Andy Richardson: 'You can rely on Corbyn to make it as hard as possible for Labour to ever get re-elected.'
Good old Magic Grandpa.
You can rely on Jezza Corbyn to make it as hard as possible for the Labour Party to ever get re-elected. After his unhelpful – I think that’s the word diplomats use – remarks regarding the failure on his watch to combat anti-semitism, he’s been offered an olive branch. He’s welcome back into the ranks of the party that he kept from power, but will instead not sit as a Labour MP.
In decades to come, there’ll be a Trivial Pursuit question and it will be this. Having observed the chaotic and ultimately unsuccessful premiership of BoJo, the nation’s favourite quiz will ask: “Why on earth did the British public elect Boris Johnson?” Some will parrot: to Get Brexit Done. Others will say For A Laugh. Those who answer correctly will opine that however bad Boris is, Jezza would have been worse. A great protester and campaigner but a woeful leader, Magic Grandpa can spend more time with the allotment having been re-instated after a 19-day slap on the wrist.

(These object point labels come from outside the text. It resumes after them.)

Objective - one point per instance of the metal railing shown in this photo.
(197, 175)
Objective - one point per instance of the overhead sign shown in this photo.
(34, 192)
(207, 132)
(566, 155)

Michael Gove has sought to make political capital from Magic Grandpa’s readmission. In unrelated news, the party he represents has cosied up to Orban and Trump and has a bit of a problem with Islamophobia. Oh yes, and then there was Windrush.
Boris is, of course, trying to reset the Downing Street agenda having kicked out two of his closest aides because they called his girlfriend funny nicknames, or something like that. The nation is going to be filled with windmills, petrol cars will be banned, fields will harvest solar energy rather than wheat and our dependence on fossil fuels will be curtailed.
It’s odd, therefore, that the person handed a key role for next year’s pivotal environment conference, Cop26, is a pro-fracking MP, Anne-Marie Trevelyan, who has previously said people are ‘fed up to the back teeth’ with onshore wind farms. Appointing a politician at odds with her brief are nothing new, of course. Look at BoJo; he’s the man in charge and he has no time for decisiveness, responsibility or the hard business of running the country efficiently.
Incidentally, tackling the climate crisis and creating jobs is a hit in Germany and France, too. Germany is spending £42.85 billion, France is spending £35 billion and BoJo is spending, ahem, £4bn, which is roughly a third of the cost of his failed track and trace scheme. That’s the environment sorted, then.